Corporate Frustration With the Dual System
Major firms expected Trump’s 2025 law to deliver substantial tax relief through accelerated R&D deductions and expanded exporter tax breaks.
Instead, many are finding those benefits neutralized by the CAMT floor.
- Meta Platforms reported a $15.9 billion one-time charge in Q3 linked to CAMT.
- Qualcomm took a $5.7 billion hit, saying it expects to permanently pay minimum tax going forward.
- Broadcom disclosed $1 billion in unusable tax benefits due to the CAMT overlap.
- Airbnb also recorded a $213 million charge, citing “no prudent and feasible strategies” to offset the law.
“Everyone thought they were getting these accelerated deductions,” said Rohit Kumar of PwC. “Now they’re unhappily discovering that maybe they aren’t.”
How the CAMT Works
Enacted under the Inflation Reduction Act of 2022, the Corporate Alternative Minimum Tax was designed to ensure large, profitable corporations could not reduce effective tax rates to near zero using credits and deductions.
- Applies to firms earning >$1B average annual income.
- Calculates taxes under both systems — the regular 21% corporate rate and the CAMT 15% rate based on book (financial) income.
- Companies pay whichever is higher.
Industries with stock-based compensation, foreign operations, and R&D-heavy deductions (e.g., tech, aerospace, defense) are most affected.
R&D Deduction Clash
Trump’s new law allowed immediate write-offs for domestic research expenses through 2026, reversing a 2017 rule that required five-year amortization.
However, CAMT’s broader income base ignores many of those deductions, effectively nullifying the intended relief.
Smaller firms can amend prior filings to claim these deductions.
Larger firms, bound by CAMT thresholds, cannot fully realize them, resulting in permanent timing differences and accounting losses.
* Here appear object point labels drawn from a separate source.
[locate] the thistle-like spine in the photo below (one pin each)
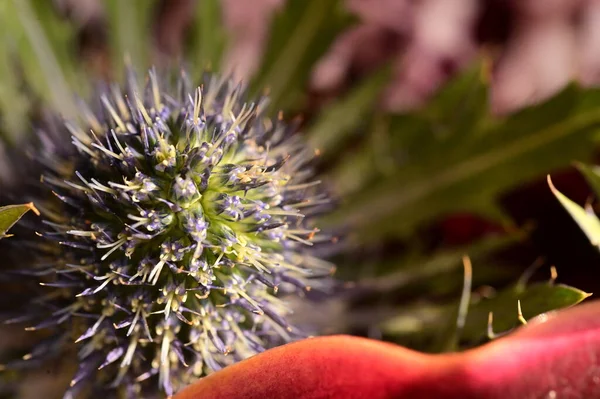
(182, 220)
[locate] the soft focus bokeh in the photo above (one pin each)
(435, 124)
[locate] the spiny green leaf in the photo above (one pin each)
(441, 168)
(14, 104)
(587, 220)
(535, 299)
(10, 214)
(299, 35)
(343, 117)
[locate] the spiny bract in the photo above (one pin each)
(182, 224)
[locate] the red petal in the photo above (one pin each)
(554, 357)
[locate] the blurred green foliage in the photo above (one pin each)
(392, 173)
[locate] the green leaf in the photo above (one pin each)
(9, 215)
(44, 46)
(453, 156)
(208, 38)
(299, 35)
(343, 117)
(587, 220)
(130, 33)
(592, 175)
(535, 299)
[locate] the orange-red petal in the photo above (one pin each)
(558, 357)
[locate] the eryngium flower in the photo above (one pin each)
(181, 224)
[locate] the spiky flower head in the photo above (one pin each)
(177, 226)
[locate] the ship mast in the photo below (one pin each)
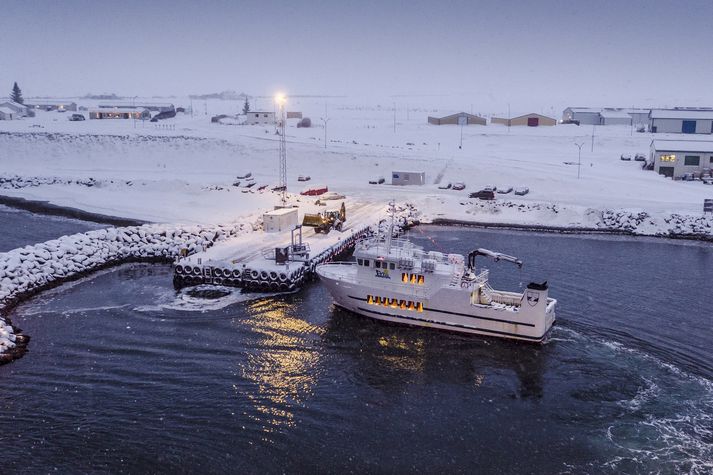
(392, 209)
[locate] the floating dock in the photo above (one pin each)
(256, 262)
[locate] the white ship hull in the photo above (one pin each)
(447, 308)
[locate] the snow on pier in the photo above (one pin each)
(30, 269)
(249, 262)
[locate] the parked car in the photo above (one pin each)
(483, 195)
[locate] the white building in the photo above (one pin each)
(583, 115)
(20, 110)
(51, 105)
(674, 158)
(281, 219)
(614, 117)
(6, 113)
(120, 113)
(408, 178)
(260, 118)
(681, 121)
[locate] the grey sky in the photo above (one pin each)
(534, 53)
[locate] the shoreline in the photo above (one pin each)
(564, 229)
(49, 209)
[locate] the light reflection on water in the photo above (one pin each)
(291, 383)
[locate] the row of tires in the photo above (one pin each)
(261, 279)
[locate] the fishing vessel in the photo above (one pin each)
(394, 280)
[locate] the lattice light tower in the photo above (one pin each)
(281, 100)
“The CAMT clawback is mostly defeating Congress’s intent,” said Kumar.
Corporate Lobbying and Treasury Leeway
Trade groups including the National Association of Manufacturers and the R&D Coalition have urged Treasury to modify CAMT guidance to preserve R&D incentives.
The Treasury Department — which has broad discretion to interpret CAMT — already eased some provisions, such as those involving crypto asset accounting.
But officials have yet to address how CAMT interacts with research deductions or export-related tax credits.
The Politics Behind the Clash
- Democrats created CAMT in 2022 to ensure “profitable companies pay something,” citing public outrage over reports that firms like Amazon paid little tax.
- Republicans revived immediate R&D write-offs and corporate incentives in 2025 to spur investment and growth.
- The collision between the two laws reflects a broader philosophical divide — Democrats favoring guardrails on corporate tax avoidance, Republicans favoring accelerated deductions for growth.
“It’s working like it’s supposed to,” said MIT’s Michelle Hanlon. “It’s just a bad law.”
Outlook
The CAMT is achieving its design — preventing firms from fully leveraging new tax cuts.
However, the resulting complexity and deferred benefits have frustrated both executives and policymakers.
Treasury’s next move — whether to grant administrative relief — will determine whether the 2025 corporate tax cuts yield real short-term benefits or remain largely paper gains.